Sur les mesures de fin de jugement
La CPAM qui succombe sera condamnée, outre aux dépens, à verser à Monsieur [N] une somme au titre de l’article 700 du Code de procédure civile que l’équité commande de fixer raisonnablement à 800,00 euros tenant le fait que ce dernier a été contraint de recourir à un avocat afin d’assurer utilement la défense de ses intérêts.

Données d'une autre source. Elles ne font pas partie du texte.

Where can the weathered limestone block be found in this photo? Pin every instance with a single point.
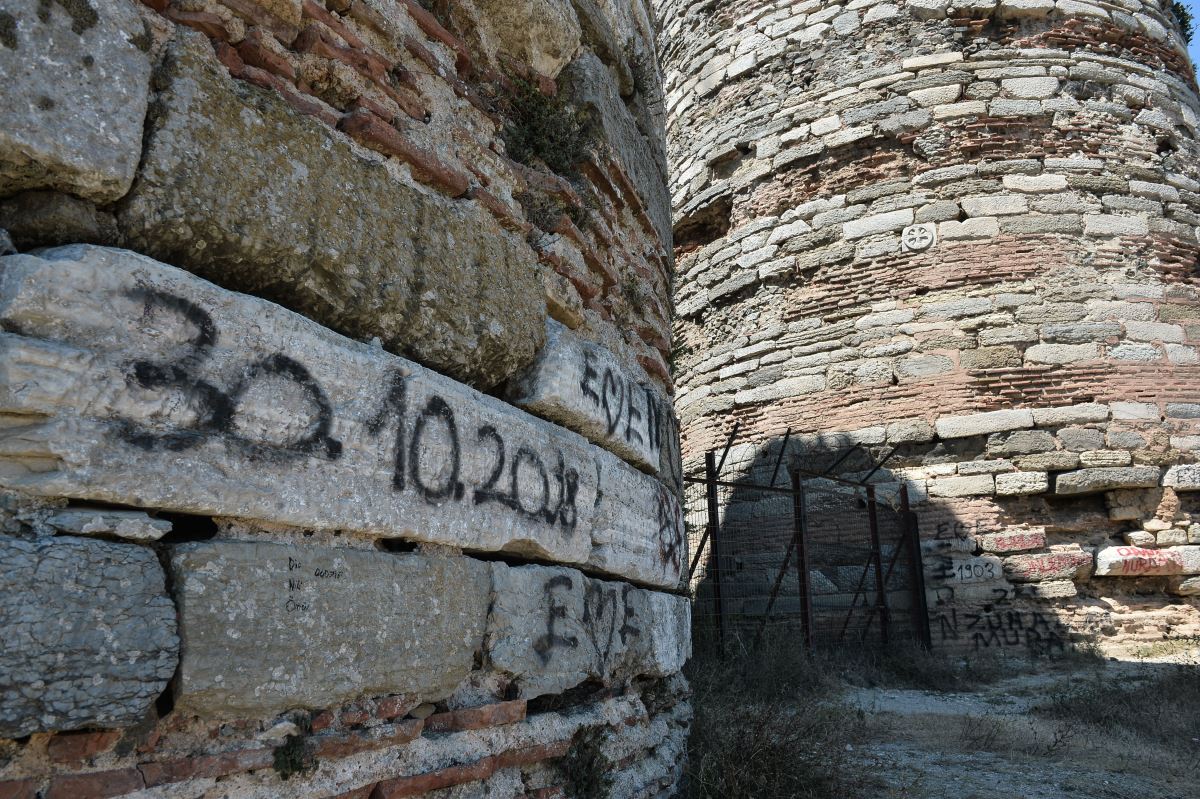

Il est rappelé que les frais d’expertise ont déjà été mis à la charge de la CNAM/CPAM de la Drôme.
PAR CES MOTIFS
Le Tribunal, statuant publiquement, par jugement contradictoire rendu en premier ressort, mis à disposition au greffe,
HOMOLOGUE le rapport d’expertise établi le 24 juin 2025 par le Docteur [E] [P] concernant le taux d’IPP médical à retenir,
DIT que le taux médical d’IPP de Monsieur [N] [J] doit être porté à 10 % consécutivement à l’accident du travail du 04 août 2021 consolidé le 25 février 2024,
DÉBOUTE Monsieur [N] [J] de sa demande d’attribution en sus d’un coefficient socioprofessionnel,
ENJOINT à la CPAM de la Drôme de procéder à la régularisation du dossier de Monsieur [N] [J],
CONDAMNE la CPAM de la Drôme à verser à Monsieur [N] [J] la somme de 800,00 euros sur le fondement des dispositions de l’article 700 du Code de procédure civile,
RAPPELLE que les frais d’expertises ont été mis à la charge définitive de la CNAM/CPAM DE LA DROME,
CONDAMNE la CPAM de la Drôme aux dépens,
DÉBOUTE les parties de leurs demandes plus amples ou contraires,
Ainsi jugé par mise à disposition de la décision au greffe de la juridiction les lieux, jour, mois et an sus-indiqués.